Tabs
Tabs organize content into logically grouped views without leaving the current page. They help users switch between sections quickly while maintaining context — ideal for rule editors, audit dashboards, and document analysis views.
Button
Use for compact switching inside a card or panel. Looks like a segmented control and is visually contained.
Underline
Use as a top-level navigator for a full section or page. Sits inline with the content area and scales to any width.
Anatomy
The tabs component is composed of the following parts.
Container
Holds the full tablist. Uses page-secondary surface for button variant or a bottom divider for underline.
Tab
A single selectable segment. Renders the label, optional icons, and an optional badge.
Label
14px Geist Medium. Inherits heading color when selected and body color otherwise.
Leading icon
16px. Appears before the label. Inherits the tab's text color.
Trailing icon
16px. Appears after the label. Hidden when a badge is rendered.
Badge
Compact tag that can display a count or status label. Supports leading or trailing icon.
Indicator
Underline variant shows a 2px heading-colored underline under the selected tab.
Do & Don't
Do
- Use the button variant inside cards, modals, and filters.

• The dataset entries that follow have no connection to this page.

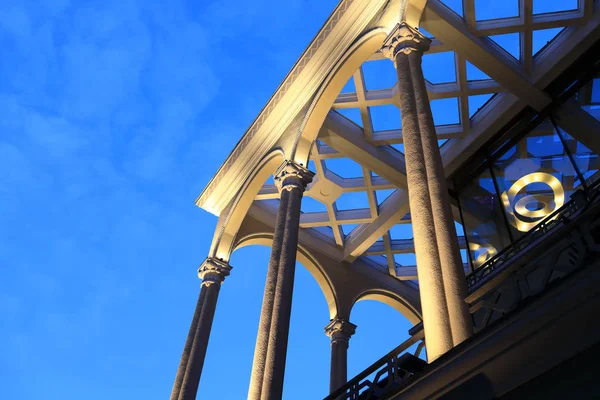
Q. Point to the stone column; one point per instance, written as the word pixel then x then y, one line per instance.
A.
pixel 268 367
pixel 212 272
pixel 442 280
pixel 339 330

- Use the underline variant as a primary section navigator.
- Keep labels short — ideally 1–2 words so every tab is scannable.
- Order tabs by priority; put the most used tab first.
Don't
- Don't mix button and underline variants on the same surface.
- Don't use tabs to switch between destructive actions — use buttons.
- Don't stack more than one row of tabs; use grouping or a sidebar instead.
- Don't hide critical content inside an unselected tab.